Unfortunately the apostrophe in the Wikipedia article seems to break
the Google Answers URL "wrapper".  This should work instead:

[[Stirling's approximation -- Wikipedia]
http://en.wikipedia.org/wiki/Stirling%27s_approximation

regards, mathtalk-ga

if that's all you wanted, you should have spoken up sooner. in it's
simplist form the concept of factorial isn't particularly daunting.
although you will realize why nobody took you up on your offer to show
all the work for 1,000,000!. neither will i.
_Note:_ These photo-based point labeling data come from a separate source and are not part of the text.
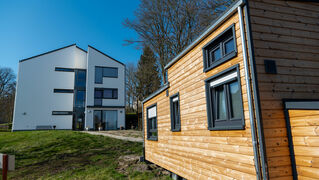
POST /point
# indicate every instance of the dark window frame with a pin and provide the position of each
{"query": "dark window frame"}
(175, 127)
(104, 67)
(63, 90)
(210, 105)
(219, 42)
(152, 138)
(95, 76)
(62, 113)
(102, 89)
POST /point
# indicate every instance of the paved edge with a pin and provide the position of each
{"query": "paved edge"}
(114, 136)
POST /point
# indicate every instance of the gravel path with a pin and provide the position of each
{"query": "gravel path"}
(104, 133)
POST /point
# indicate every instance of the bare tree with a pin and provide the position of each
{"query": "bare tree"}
(168, 26)
(7, 94)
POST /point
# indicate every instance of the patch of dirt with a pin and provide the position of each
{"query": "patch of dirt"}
(127, 133)
(129, 163)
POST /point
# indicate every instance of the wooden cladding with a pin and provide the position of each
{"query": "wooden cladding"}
(286, 32)
(195, 152)
(305, 138)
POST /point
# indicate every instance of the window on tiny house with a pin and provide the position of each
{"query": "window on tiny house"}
(152, 122)
(220, 49)
(175, 113)
(224, 101)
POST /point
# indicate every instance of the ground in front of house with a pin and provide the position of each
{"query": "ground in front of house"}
(75, 155)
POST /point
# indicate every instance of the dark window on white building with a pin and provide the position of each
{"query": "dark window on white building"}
(100, 72)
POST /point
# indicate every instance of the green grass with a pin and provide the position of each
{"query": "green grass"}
(70, 155)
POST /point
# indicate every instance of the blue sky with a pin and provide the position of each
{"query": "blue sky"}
(32, 27)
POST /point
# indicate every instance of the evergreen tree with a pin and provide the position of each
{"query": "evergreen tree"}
(147, 75)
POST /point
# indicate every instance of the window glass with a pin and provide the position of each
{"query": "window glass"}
(98, 94)
(235, 100)
(216, 54)
(115, 93)
(80, 99)
(110, 72)
(98, 75)
(224, 103)
(220, 49)
(221, 102)
(151, 123)
(108, 93)
(229, 46)
(80, 80)
(98, 102)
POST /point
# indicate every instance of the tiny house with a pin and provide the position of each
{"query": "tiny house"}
(241, 101)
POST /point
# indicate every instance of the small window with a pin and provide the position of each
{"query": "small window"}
(220, 49)
(80, 78)
(224, 101)
(98, 96)
(98, 75)
(175, 113)
(104, 93)
(62, 112)
(80, 99)
(152, 123)
(100, 72)
(110, 72)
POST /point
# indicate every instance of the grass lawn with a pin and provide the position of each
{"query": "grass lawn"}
(74, 155)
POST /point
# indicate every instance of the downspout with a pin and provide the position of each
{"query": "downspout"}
(260, 132)
(143, 157)
(249, 97)
(15, 100)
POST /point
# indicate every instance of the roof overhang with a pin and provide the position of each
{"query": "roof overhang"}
(215, 24)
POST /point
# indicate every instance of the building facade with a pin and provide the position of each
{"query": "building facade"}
(241, 101)
(70, 88)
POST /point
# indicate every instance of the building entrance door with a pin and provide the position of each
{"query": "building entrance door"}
(110, 119)
(78, 120)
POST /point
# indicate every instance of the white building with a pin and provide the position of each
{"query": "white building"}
(70, 88)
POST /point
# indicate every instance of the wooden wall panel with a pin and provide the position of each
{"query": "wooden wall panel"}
(305, 135)
(196, 152)
(287, 32)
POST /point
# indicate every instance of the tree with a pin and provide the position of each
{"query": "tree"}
(147, 78)
(7, 94)
(147, 75)
(168, 26)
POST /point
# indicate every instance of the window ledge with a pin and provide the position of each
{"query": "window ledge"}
(222, 60)
(221, 128)
(176, 130)
(152, 139)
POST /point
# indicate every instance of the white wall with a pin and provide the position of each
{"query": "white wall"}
(96, 58)
(37, 78)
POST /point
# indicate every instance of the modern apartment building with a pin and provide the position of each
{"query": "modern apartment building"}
(70, 88)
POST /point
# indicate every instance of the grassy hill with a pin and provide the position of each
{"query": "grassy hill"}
(74, 155)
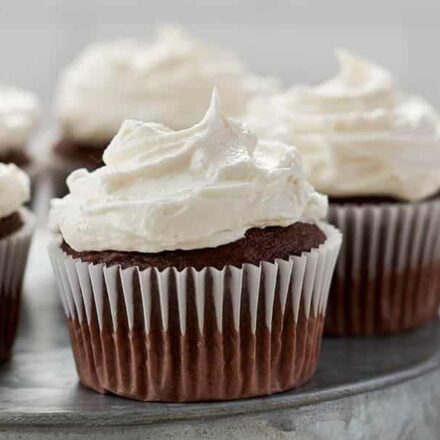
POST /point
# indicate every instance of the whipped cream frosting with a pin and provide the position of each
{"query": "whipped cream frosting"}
(14, 189)
(357, 133)
(168, 80)
(19, 114)
(200, 187)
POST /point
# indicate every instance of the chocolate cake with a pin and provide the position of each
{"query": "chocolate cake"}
(18, 157)
(10, 224)
(221, 317)
(83, 154)
(257, 246)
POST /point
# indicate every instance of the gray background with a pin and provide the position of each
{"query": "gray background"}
(292, 39)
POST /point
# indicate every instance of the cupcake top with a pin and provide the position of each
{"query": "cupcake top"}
(196, 188)
(149, 81)
(19, 114)
(14, 189)
(357, 133)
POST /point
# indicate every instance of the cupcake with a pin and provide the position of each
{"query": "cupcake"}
(151, 81)
(376, 152)
(193, 266)
(16, 225)
(19, 114)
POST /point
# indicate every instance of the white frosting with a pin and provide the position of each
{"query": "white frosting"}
(357, 134)
(14, 189)
(201, 187)
(168, 80)
(19, 114)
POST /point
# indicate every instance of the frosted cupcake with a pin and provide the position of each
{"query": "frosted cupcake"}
(192, 265)
(16, 225)
(19, 115)
(152, 81)
(376, 151)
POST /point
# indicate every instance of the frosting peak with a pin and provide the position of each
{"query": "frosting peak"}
(150, 81)
(14, 189)
(200, 187)
(19, 114)
(357, 133)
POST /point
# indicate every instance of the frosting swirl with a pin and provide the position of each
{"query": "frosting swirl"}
(133, 79)
(357, 134)
(19, 114)
(200, 187)
(14, 189)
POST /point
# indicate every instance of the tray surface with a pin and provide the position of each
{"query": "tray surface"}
(39, 387)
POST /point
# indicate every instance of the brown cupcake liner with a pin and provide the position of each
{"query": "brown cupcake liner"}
(387, 279)
(14, 251)
(197, 335)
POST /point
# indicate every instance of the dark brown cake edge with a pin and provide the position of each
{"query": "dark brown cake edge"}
(258, 245)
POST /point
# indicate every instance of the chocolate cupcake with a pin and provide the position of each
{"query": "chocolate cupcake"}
(16, 226)
(155, 80)
(376, 152)
(192, 266)
(19, 114)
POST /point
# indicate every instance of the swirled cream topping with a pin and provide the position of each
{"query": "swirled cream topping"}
(357, 133)
(19, 114)
(201, 187)
(14, 189)
(155, 81)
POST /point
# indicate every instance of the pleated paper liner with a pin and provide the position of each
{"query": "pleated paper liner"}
(14, 251)
(387, 279)
(197, 335)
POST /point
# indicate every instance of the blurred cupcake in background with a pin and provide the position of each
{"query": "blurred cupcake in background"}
(145, 80)
(193, 265)
(16, 227)
(19, 115)
(376, 152)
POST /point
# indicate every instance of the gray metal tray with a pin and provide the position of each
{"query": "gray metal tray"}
(386, 387)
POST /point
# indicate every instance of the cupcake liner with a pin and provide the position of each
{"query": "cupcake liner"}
(197, 335)
(387, 279)
(13, 256)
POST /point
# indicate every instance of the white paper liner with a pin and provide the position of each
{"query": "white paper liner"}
(14, 251)
(388, 274)
(197, 335)
(306, 278)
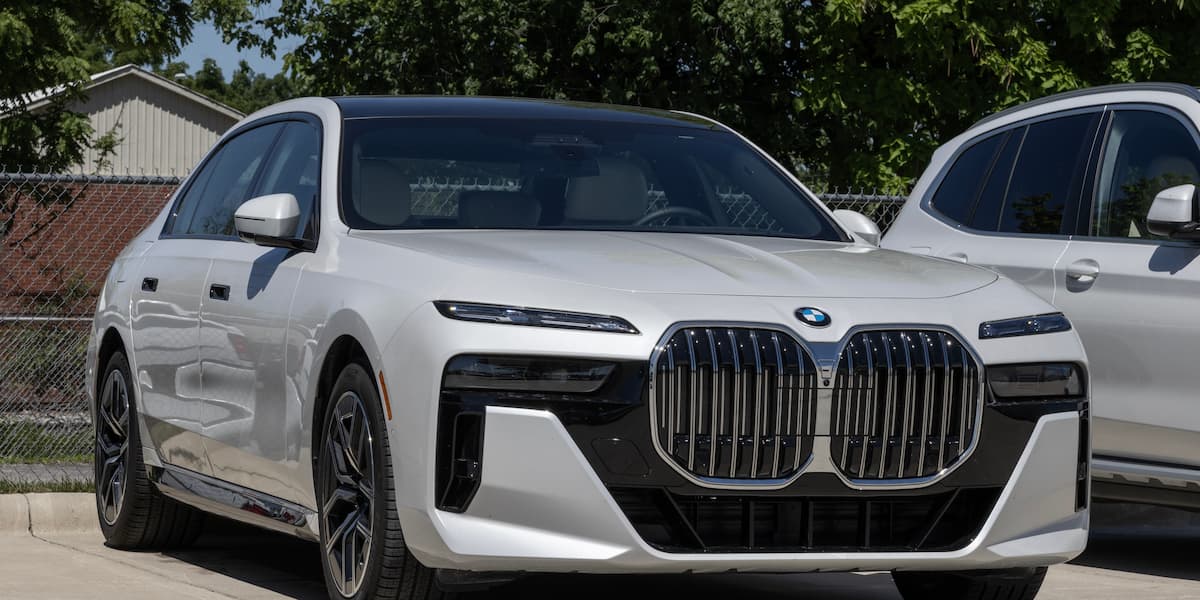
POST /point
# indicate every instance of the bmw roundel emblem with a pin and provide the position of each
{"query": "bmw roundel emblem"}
(814, 317)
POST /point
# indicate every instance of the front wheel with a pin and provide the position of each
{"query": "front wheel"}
(363, 551)
(1008, 583)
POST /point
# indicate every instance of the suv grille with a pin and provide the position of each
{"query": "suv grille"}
(905, 405)
(735, 402)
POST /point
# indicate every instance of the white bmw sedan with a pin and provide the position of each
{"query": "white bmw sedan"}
(454, 339)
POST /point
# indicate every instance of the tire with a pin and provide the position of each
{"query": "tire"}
(132, 514)
(355, 491)
(1001, 585)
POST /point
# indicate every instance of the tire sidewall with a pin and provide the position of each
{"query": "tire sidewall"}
(357, 378)
(132, 453)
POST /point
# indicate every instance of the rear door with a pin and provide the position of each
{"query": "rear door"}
(252, 420)
(1013, 197)
(1133, 297)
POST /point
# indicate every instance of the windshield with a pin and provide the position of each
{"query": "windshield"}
(445, 173)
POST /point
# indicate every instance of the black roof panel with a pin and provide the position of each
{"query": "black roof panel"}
(360, 107)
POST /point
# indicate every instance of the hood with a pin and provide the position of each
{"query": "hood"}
(677, 263)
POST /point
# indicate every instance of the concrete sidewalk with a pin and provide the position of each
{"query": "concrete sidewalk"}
(41, 559)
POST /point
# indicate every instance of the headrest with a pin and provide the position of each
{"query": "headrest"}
(382, 195)
(616, 195)
(492, 209)
(1175, 166)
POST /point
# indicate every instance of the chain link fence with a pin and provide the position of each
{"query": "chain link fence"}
(60, 233)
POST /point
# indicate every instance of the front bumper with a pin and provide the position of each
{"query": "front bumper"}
(541, 507)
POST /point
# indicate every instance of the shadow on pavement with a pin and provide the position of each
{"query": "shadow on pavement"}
(1146, 540)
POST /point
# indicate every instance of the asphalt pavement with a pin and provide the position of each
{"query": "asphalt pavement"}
(1133, 555)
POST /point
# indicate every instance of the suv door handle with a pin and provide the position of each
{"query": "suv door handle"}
(1084, 270)
(219, 292)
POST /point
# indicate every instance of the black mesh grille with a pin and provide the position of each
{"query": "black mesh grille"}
(905, 405)
(735, 402)
(940, 521)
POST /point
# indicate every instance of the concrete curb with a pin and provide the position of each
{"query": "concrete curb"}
(47, 514)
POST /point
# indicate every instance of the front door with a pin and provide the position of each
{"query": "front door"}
(1133, 297)
(253, 415)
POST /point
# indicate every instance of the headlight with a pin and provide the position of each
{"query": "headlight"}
(526, 373)
(533, 317)
(1025, 325)
(1044, 381)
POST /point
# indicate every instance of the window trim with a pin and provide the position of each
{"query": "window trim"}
(928, 196)
(1085, 223)
(294, 117)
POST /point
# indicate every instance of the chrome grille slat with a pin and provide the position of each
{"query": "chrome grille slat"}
(916, 402)
(751, 395)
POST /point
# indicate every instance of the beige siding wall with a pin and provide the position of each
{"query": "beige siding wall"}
(162, 132)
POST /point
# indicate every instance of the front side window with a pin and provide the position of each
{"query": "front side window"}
(223, 184)
(565, 174)
(1145, 153)
(293, 168)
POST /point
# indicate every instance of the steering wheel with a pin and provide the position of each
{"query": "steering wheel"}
(683, 211)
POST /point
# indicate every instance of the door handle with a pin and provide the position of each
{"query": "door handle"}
(1084, 270)
(219, 292)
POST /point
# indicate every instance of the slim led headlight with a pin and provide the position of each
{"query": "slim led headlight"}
(1036, 324)
(533, 317)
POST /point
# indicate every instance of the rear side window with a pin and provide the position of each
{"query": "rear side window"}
(960, 187)
(1045, 184)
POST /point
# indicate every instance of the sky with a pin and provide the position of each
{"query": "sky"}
(207, 45)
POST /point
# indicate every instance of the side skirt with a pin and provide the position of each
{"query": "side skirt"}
(235, 502)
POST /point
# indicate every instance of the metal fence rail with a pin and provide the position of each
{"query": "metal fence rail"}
(58, 237)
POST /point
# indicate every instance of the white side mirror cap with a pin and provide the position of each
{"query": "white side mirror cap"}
(859, 225)
(1173, 214)
(268, 219)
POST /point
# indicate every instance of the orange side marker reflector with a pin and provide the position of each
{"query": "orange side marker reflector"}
(387, 401)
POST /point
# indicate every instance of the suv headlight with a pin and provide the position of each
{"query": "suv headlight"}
(1036, 324)
(533, 317)
(1042, 381)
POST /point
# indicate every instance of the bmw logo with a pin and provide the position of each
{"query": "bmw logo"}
(814, 317)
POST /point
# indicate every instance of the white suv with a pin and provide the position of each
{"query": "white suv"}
(1089, 198)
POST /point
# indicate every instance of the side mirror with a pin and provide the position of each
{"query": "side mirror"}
(1174, 214)
(270, 220)
(859, 225)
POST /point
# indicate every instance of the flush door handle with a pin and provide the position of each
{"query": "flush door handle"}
(219, 292)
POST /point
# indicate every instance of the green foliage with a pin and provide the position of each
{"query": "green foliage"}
(246, 90)
(861, 89)
(55, 45)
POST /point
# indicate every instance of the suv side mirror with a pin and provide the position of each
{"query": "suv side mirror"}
(1174, 214)
(859, 225)
(270, 220)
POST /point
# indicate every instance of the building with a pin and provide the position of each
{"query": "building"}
(165, 127)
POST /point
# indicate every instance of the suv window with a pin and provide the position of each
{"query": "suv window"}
(293, 168)
(1045, 184)
(223, 184)
(1145, 153)
(960, 187)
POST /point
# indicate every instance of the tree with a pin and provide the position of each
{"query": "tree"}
(54, 45)
(863, 90)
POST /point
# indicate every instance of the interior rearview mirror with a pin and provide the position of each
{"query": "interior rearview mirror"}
(1174, 214)
(270, 220)
(859, 225)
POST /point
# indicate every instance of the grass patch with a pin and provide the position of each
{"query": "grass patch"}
(46, 486)
(47, 444)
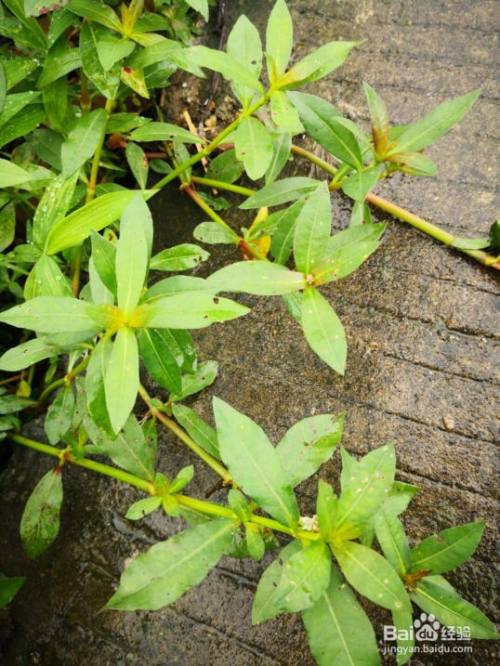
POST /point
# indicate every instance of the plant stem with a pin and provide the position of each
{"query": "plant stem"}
(194, 159)
(406, 216)
(221, 185)
(184, 437)
(64, 380)
(91, 187)
(199, 201)
(200, 506)
(93, 465)
(430, 229)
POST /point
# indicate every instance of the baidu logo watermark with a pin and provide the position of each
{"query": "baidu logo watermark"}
(427, 636)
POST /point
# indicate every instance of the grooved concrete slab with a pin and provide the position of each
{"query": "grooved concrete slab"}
(422, 324)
the factorial notation is a method of summarizing the number of
permutations possible given a specific set of objects. for example if
we have three items and let's call them 1,2, and 3 for right now, they
can arranged in the following permutations:
(1,2,3)(1,3,2)(2,1,3)(2,3,1)(3,1,2) and (3,2,1). six permutations.
there is no other possible arrangement of our items. so if we have
defined 3! as the number of possible permutations one way to establish
the total is to do what we just did, write them all down and count
them. clearly that method works much better if our inquiry is about 2!
or 3! than it does is the question involves say 194! or worse yet
1,000,000!. you could be writing and counting for a while.

the shortcut sophisticated mathematical solution involves nothing more
than multiplication. just a bunch of it. the factorial of number n,
where n is a positive interger is defined as n(n-1)...2,1 or in plain
english, if you are calculating the value of 3! start with the 3 and
multiply it by every interger counting down to 1. so 3! equals 3x2x1
which equals 6. but then we knew that already cause we wrote them all
down before. 4! to be repetitive would then equal 4x3x2x1 equals 24.
there are 24 permutations of four items. at this point if you aren't a
believer yet, go ahead and write them all down and count them up. when
you are convinced that n!= n(n-1)...2,1 you now see why nobody nor you
is going to do that and show all the work. 1,000,000 x 999,999 x
999,998 x i don't think so. when the n in n! gets large the number of
trailing zeros in the result grows right along with it. there is a
method of calculating the number of zeros in bignumber! but that
value, let's call it z, is beyond the scope of your question. i'm sure
your stats prof will get to it eventually anyway.

hope that helped you a bit.

There, I told you it had 5.5 million digits.